The two trawlers are headed towards Bangladesh a week after an earlier vessel carrying nearly 400 Rohingya refugees arrived there on April 15.
Momen admitted that they had reports about the two boats but said the government's priority was the top protect the refugee camp area where tens of thousands Rohingyas are currently living.
"It's a crowded area. If one infected person comes somehow he will spoil everything," he said.
Momen said ongoing unrest in Myanmar's Rakhine state between the Arakan Army and Myanmar Army is another reason for Bangladesh to turn back the Rohingya.
"Seemingly a war is going on between Rakhine Army and the Myanmar Army. It a battle zone... Moreover, they (Myanmar) released 800 Rohingyas before the election. They were sent back to Rakhine, so we don't know who is coming," he said.
The Minister also criticized the European Union and the British government for supporting Myanmar and urged the global leadership and the UN to take the responsibilities of the Rohingya.
"Global leadership, the UN should take care of them. Let them take these Rohingya. How many (more) we would accept? Many leaders say many things. They have no shortage of land. Let them accept the Rohingya. Everyone is being pushed towards us."
The UN Refugee Agency (UNHCR) has also expressed its concern over the Rohingya stranded at the sea and urged greater coordination and responsibility-sharing between states to address the maritime movements of refugees and asylum-seekers in the Bay of Bengal and Andaman Sea.
"We are increasingly concerned about reports of failure to disembark vessels in distress and of the grave immediate risk, this poses to the men, women, and children on board," Indrika Ratwatte, UNHCR Director of the Regional Bureau for Asia and the Pacific, said in a statement.

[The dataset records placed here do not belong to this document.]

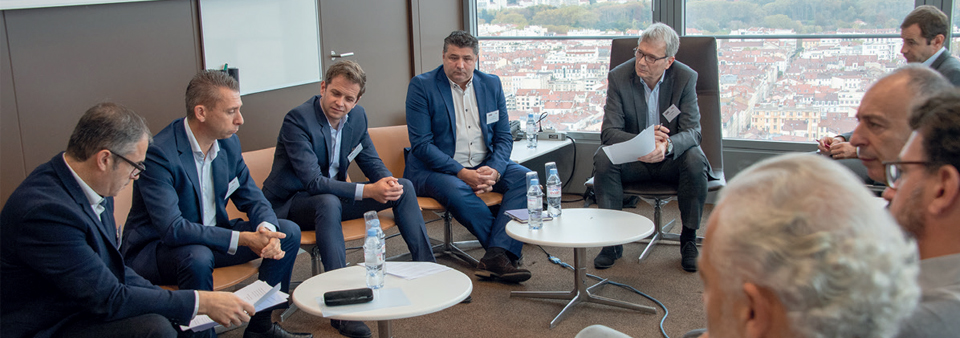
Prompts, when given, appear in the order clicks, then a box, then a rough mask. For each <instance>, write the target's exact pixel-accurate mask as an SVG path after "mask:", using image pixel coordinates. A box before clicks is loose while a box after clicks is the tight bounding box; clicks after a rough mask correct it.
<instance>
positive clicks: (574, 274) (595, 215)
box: [506, 208, 656, 328]
mask: <svg viewBox="0 0 960 338" xmlns="http://www.w3.org/2000/svg"><path fill="white" fill-rule="evenodd" d="M506 230H507V234H508V235H510V237H513V238H514V239H516V240H518V241H521V242H524V243H530V244H540V245H548V246H558V247H566V248H574V250H573V267H574V274H573V276H574V288H573V291H513V292H511V293H510V296H511V297H532V298H551V299H569V300H570V302H569V303H567V306H565V307H564V308H563V310H561V311H560V313H559V314H557V316H556V317H555V318H554V319H553V321H551V322H550V327H551V328H553V327H555V326H557V323H559V322H560V321H561V320H563V318H565V317H566V316H567V315H568V314H569V313H570V311H569V310H570V309H571V308H573V307H574V306H576V305H577V304H579V303H581V302H590V303H598V304H606V305H610V306H617V307H622V308H627V309H634V310H640V311H645V312H650V313H656V310H655V309H654V308H652V307H649V306H643V305H637V304H633V303H628V302H624V301H620V300H616V299H610V298H606V297H600V296H594V295H593V294H591V293H590V289H592V288H594V287H597V286H600V285H603V284H605V283H606V282H607V281H606V280H604V281H602V282H599V283H597V284H595V285H593V286H590V287H589V288H588V287H587V272H586V270H587V268H586V264H585V263H584V260H585V259H586V248H593V247H599V246H609V245H617V244H623V243H629V242H633V241H638V240H641V239H643V238H646V237H647V236H650V234H652V233H653V230H654V226H653V222H652V221H650V219H649V218H646V217H643V216H641V215H637V214H634V213H630V212H625V211H620V210H608V209H586V208H584V209H564V210H563V213H562V214H561V215H560V217H557V218H555V219H553V220H552V221H546V222H543V228H541V229H539V230H530V227H529V226H528V225H527V224H523V223H520V222H517V221H510V222H509V223H507V229H506Z"/></svg>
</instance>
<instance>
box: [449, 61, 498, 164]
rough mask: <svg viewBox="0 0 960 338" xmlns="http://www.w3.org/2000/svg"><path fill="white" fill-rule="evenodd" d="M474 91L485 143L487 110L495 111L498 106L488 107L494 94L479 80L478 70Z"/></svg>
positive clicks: (481, 130) (475, 71) (479, 120)
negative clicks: (488, 102) (488, 100)
mask: <svg viewBox="0 0 960 338" xmlns="http://www.w3.org/2000/svg"><path fill="white" fill-rule="evenodd" d="M473 92H474V95H475V96H476V98H477V110H479V111H478V112H476V114H480V119H479V121H480V126H479V127H480V131H482V132H483V140H484V143H486V140H487V133H488V131H487V128H486V127H487V112H489V111H493V110H495V109H496V108H491V107H487V103H488V101H487V99H488V98H490V97H492V96H490V95H489V94H487V87H486V86H484V85H483V82H482V81H477V71H474V73H473ZM452 95H453V94H452V93H451V96H452ZM451 101H453V99H452V98H451ZM498 113H499V112H498ZM489 146H490V145H489V144H487V147H488V148H489Z"/></svg>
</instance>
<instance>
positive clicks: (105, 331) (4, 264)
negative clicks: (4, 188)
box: [0, 103, 254, 338]
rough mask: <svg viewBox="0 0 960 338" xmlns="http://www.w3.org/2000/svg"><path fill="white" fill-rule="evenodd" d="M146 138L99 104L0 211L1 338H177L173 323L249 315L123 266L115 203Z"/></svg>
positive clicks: (215, 292) (143, 169)
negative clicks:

"In the context of the COVID-19 crisis, all states must manage their borders as they see fit. But such measures should not result in the closure of avenues to asylum, or of forcing people to return to situations of danger."
Authorities in Bangladesh on April 16 rescued 396 Rohingya who were trying to enter the country in a boat from the southern coast, after 58 days at sea.
Most of them had left refugee camps in Bangladesh for Malaysia but they were unable to enter the country or any other place and decided to return, said a Bangladesh coastguard spokesperson.
The coastguard official said at least 28 people died because there was no food or water available, and the bodies were dumped into the sea.
Bangladesh sealed its border with Myanmar in March and put Rohingya refugee camps in the country's southern district of Cox's Bazar under complete lockdown to prevent the spread of COVID-19 infections.
However, the authorities have reported no case from the Rohingya camps.
The only confirmed OVID-19 patient, a 65-year old woman, until now from the Cox's Bazar region has recovered, according to health officials.
Nearly 738,000 Rohingya refugees are living in camps in Bangladesh since August 25, 2017, following a wave of persecution and violence in Myanmar that the UN has described as a textbook example of ethnic cleansing and possible genocide.
Undocumented Rohingya and Bangladeshi migrants have been using the Bay of Bengal and the Andaman Sea to reach other countries in a quest for a better life.
At least 15 Rohingyas drowned in February when a boat carrying them sank off the coast of Bangladesh while on its way to Malaysia.